Using Classification Analysis to Improve Efficiency and Sustainability in Conventional Power Plants

Shivang Kumar
4 min readNov 11, 2023

--

Optimising the efficiency and sustainability of power plants is a top priority in the volatile energy sector. Introducing Combined Heat and Power (CHP) technology has opened up opportunities for concurrently generating electricity and usable heat, improving overall energy utilisation. In this blog article, we look at an in-depth classification analysis of a conventional power plant dataset, focusing on CHP.

Problem Statement

Our primary goal is to create a predictive model that categorises power plants based on their CHP capabilities. We hope to find trends and extract actionable insights to boost operational efficiency, strategic decision-making, and sustainability activities.

About Dataset

This dataset contains data on conventional power plants for Germany and other selected European countries. The data includes individual power plants with their technical characteristics. These include installed capacity, primary energy source, type of technology, CHP capability, and geographical information.

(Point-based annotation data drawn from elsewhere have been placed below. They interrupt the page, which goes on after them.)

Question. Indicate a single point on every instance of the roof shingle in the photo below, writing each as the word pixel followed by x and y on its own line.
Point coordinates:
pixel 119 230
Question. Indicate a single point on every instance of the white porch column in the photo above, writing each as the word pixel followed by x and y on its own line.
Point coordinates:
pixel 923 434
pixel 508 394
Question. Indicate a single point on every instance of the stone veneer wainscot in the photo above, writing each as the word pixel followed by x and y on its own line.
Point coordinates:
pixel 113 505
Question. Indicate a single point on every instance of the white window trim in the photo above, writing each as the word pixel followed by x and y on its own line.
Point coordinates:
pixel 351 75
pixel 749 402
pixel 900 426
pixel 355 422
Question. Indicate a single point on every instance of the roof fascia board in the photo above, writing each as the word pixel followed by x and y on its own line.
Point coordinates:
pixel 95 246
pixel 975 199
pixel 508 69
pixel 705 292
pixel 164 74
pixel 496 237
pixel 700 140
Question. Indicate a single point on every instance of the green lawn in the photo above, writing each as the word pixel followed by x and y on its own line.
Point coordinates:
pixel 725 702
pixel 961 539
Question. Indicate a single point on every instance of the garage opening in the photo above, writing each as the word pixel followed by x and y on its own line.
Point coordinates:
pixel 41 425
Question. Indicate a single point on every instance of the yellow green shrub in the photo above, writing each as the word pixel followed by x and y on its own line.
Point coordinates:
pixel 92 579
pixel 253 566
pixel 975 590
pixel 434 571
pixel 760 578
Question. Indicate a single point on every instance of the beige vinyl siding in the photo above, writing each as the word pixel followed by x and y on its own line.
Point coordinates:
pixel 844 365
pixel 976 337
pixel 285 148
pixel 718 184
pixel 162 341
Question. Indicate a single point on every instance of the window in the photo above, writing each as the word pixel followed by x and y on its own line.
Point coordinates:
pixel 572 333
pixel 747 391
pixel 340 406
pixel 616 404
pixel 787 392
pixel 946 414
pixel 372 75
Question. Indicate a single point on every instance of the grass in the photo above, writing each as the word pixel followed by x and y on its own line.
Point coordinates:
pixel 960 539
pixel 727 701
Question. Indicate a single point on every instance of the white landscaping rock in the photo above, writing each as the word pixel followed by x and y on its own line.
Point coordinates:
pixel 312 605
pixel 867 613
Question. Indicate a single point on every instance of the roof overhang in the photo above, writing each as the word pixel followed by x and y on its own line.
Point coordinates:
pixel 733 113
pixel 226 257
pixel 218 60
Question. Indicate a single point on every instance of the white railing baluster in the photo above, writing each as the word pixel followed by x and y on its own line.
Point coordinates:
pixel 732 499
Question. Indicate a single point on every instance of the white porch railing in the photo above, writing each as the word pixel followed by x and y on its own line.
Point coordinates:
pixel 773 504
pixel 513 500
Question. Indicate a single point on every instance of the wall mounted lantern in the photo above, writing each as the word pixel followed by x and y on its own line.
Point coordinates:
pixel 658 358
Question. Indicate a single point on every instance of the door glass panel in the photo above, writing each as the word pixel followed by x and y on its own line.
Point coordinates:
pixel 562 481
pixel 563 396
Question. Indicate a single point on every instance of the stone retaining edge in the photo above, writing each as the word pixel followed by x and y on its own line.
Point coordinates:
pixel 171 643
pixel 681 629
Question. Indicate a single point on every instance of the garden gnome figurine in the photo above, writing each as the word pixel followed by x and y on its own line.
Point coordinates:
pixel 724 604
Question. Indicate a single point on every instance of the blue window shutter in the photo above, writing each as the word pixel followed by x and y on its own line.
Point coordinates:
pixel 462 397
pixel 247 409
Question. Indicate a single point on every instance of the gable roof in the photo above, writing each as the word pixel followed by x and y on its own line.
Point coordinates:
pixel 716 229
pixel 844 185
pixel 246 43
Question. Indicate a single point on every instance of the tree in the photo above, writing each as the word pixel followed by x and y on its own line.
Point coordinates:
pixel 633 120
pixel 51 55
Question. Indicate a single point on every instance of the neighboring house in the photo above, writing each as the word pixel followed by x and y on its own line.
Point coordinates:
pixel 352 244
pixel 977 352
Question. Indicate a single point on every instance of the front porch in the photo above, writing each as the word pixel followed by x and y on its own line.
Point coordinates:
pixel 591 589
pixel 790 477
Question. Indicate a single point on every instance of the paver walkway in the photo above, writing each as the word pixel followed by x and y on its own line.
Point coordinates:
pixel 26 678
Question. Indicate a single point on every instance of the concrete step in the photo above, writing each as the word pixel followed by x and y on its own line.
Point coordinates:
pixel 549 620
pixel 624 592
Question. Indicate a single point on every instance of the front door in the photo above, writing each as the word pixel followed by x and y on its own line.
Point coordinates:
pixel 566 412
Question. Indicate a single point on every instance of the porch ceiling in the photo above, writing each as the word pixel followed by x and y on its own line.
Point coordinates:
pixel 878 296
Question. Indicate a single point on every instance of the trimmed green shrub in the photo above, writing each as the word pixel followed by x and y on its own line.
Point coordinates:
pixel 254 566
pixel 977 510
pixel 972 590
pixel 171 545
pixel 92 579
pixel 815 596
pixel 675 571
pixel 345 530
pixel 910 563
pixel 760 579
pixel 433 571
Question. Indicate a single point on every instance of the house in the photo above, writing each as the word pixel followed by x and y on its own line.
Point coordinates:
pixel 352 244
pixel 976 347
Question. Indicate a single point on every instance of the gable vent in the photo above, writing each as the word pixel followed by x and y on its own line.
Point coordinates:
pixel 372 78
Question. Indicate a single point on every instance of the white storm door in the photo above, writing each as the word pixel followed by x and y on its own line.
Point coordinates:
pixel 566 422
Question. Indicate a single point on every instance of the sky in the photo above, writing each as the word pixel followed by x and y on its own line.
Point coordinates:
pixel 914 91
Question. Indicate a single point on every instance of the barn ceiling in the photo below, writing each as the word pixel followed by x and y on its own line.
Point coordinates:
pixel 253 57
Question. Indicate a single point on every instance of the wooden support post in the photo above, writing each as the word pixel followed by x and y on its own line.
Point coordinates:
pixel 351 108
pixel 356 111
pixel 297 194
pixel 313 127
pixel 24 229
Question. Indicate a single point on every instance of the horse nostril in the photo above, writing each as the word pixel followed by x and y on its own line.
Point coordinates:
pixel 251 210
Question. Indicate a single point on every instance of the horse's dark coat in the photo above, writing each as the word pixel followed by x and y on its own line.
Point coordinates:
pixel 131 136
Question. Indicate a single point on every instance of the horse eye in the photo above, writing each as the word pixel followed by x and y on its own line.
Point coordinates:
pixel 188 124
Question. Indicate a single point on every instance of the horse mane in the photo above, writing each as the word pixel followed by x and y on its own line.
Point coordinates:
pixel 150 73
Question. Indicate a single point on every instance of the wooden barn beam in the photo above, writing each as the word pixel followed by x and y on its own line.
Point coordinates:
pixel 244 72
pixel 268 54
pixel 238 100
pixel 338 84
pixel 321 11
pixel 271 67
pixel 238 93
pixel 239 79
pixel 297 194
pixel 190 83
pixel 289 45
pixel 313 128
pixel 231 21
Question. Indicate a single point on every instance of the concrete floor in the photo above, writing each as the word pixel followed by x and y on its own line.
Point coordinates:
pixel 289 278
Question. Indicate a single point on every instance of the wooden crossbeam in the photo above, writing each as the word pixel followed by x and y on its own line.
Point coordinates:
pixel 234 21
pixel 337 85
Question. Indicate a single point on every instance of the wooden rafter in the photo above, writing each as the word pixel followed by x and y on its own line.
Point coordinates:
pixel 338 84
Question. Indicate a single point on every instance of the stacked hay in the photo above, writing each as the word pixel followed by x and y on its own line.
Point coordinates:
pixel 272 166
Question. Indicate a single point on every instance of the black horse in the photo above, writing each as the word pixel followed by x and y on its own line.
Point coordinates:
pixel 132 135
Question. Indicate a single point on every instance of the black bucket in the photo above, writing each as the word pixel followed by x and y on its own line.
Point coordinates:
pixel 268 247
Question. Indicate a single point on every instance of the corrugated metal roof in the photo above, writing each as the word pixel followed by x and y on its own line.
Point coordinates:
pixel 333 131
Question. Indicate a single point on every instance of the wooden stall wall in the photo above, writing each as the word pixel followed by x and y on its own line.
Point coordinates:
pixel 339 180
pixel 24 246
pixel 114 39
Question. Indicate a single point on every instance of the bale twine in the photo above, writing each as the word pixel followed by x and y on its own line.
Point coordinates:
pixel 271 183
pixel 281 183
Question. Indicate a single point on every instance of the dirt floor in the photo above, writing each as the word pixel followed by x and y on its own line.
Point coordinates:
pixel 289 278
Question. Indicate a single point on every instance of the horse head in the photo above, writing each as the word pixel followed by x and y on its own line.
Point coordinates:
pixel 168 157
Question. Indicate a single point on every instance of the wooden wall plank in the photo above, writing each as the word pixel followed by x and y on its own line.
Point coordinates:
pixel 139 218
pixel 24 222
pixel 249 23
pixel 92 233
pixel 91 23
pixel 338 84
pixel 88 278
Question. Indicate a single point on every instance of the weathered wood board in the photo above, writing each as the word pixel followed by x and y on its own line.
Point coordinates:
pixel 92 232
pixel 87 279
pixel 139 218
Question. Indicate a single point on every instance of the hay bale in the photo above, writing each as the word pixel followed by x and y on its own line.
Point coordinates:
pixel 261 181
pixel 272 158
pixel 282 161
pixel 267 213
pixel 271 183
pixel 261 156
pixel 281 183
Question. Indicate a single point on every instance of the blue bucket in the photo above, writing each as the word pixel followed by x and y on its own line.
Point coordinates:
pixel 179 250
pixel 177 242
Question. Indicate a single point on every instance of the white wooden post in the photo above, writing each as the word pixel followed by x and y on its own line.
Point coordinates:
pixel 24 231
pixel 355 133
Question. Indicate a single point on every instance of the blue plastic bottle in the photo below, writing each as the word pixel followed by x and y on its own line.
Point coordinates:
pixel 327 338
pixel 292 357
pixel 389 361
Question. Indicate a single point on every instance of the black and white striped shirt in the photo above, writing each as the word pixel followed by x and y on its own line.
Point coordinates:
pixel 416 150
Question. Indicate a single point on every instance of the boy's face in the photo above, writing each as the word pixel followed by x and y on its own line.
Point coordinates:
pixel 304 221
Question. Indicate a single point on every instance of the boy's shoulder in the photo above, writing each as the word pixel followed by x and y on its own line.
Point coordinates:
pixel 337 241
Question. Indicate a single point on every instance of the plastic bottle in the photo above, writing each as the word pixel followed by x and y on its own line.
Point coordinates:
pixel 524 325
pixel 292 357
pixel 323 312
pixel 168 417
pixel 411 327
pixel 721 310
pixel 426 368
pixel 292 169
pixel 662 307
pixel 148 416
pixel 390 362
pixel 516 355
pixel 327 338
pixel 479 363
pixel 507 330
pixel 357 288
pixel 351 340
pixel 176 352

The geographical scope primarily focuses on Germany, Austria, Switzerland, and Luxembourg.

Data Cleaning

Before we start the classification analysis on this dataset, we must do some basic data cleaning, like removing null values. We removed the ID column because it was all unique values except for four values( so it will not be suitable for analysis). We removed the block_bnetza, name_uba, street, capacity_gross_uba, chp_capacity_uba, retrofit, shutdown, type, eic_code_plant, eic_code_block, efficiency_data, efficiency_source, energy_source_level_3, merge_comment, and comment columns because they have more than half data as null values so these variables are not suitable for analysis. We removed the commissioned_original column because it was an extension of the commission column.

PredictEasy Analysis

We Select all independent variables as x (except for the chp column) and the chp column as the dependent variable. PredictEasy analysis showed that country and latitude aren’t contributing to the model from the below chart.

So, to fine-tune it, we remove the country and latitude from the independent variables, and we also remove the longitude variables because latitude and longitude come in pairs.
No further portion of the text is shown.